Le 28 octobre 2018, en soirée, une foule en délire envahit l’artère qui longe la plage de Barra da Tijuca, quartier huppé de la zone Ouest de Rio de Janeiro. Parée des couleurs nationales, elle est venue célébrer la victoire de son champion, Jair Messias Bolsonaro, qu’elle acclame aux cris de « Mito », le mythe. Tranchant avec l’euphorie de cette marée jaune-vert, pour la majorité des observateurs internationaux, c’est la stupeur. Figure de proue de l’extrême droite, l’ex-militaire est connu pour ses violentes charges contre les minorités (communauté LGBT, indigènes, afrodescendants, etc.), son mépris pour les droits humains et son dédain pour les questions environnementales.
À la tête d’une coalition hétéroclite de représentants du secteur industriel et financier, de propriétaires terriens, de pasteurs évangéliques, de patrons de médias, de militaires et d’une fraction du pouvoir judiciaire, il promet de « nettoyer » le Brésil de ses « bandits rouges ». Et il entend bien mettre en œuvre son agenda rétrograde et autoritaire. Le séisme politique est d’une ampleur inédite dans ce pays de 210 millions d’habitants. Malmenée depuis des années et en crise, la démocratie brésilienne, tant vantée comme un modèle de réussite durant la première décennie du 21e siècle, vient d’accoucher d’une présidence qui en est sa négation même.

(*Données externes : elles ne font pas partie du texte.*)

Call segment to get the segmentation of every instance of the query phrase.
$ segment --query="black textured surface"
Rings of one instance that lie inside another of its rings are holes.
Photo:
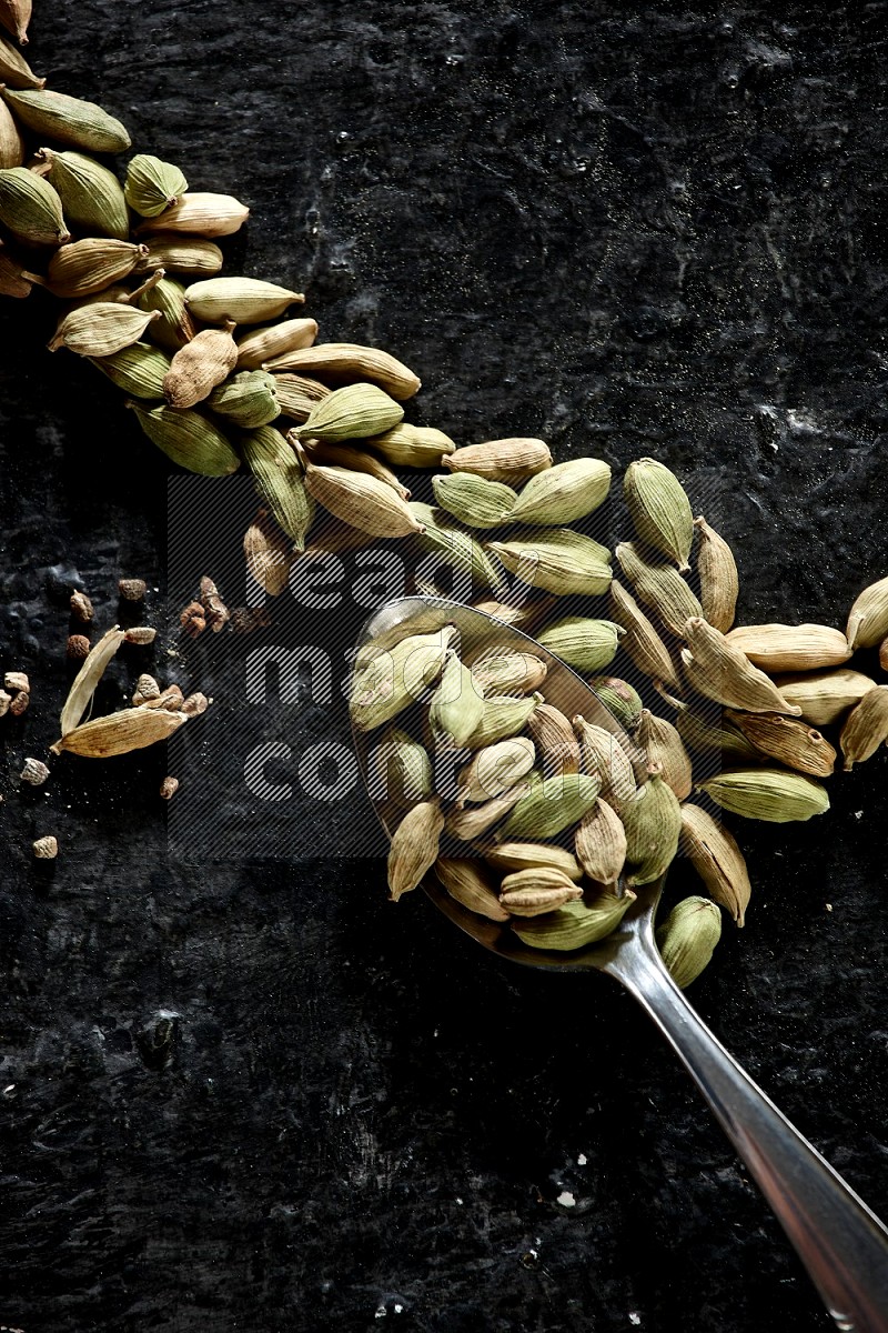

« Chaque jour, écrit le philosophe brésilien Vladimir Safatle, le monde est consterné de voir le Brésil – l’une des dix plus grandes économies du monde – sous la coupe d’un gouvernement dont le militarisme, la brutalité, la violence contre des groupes vulnérables, le mépris pour l’environnement nous rappellent certaines caractéristiques majeures des régimes fascistes. Nous connaissons tous le poids d’un tel qualificatif et il ne s’agit pas de l’utiliser de manière irresponsable. S’il est de plus en plus présent dans l’esprit d’une partie importante de la population brésilienne, ce n’est pas par laisser-aller rhétorique […]. C’est parce que ce mot désigne l’horizon possible d’un processus qui ne fait que commencer. Bien sûr, personne ne s’attend au retour exact des modèles totalitaires des années trente. Mais quelque chose de fondamental dans leur logique est bel et bien en cours d’adaptation aux réalités politico-économiques actuelles » (Le Monde, 2 septembre 2019).
Comment en est-on arrivé là ? Comment et pourquoi, un médiocre parlementaire d’extrême droite, nostalgique de la dictature militaire, ouvertement raciste, misogyne et homophobe a-t-il pu se hisser à la tête du plus grand pays d’Amérique latine ? Qu’exprime ce choix politique ? Et quelles sont les implications pour le Brésil de ce virage à droite ? Ce numéro d’Alternatives Sud ambitionne d’apporter quelques éléments de réponse à ces questions. Il se veut le prolongement d’une réflexion sur le devenir du pays entamée voici une décennie avec l’ouvrage collectif Le Brésil de Lula : un bilan contrasté (2010).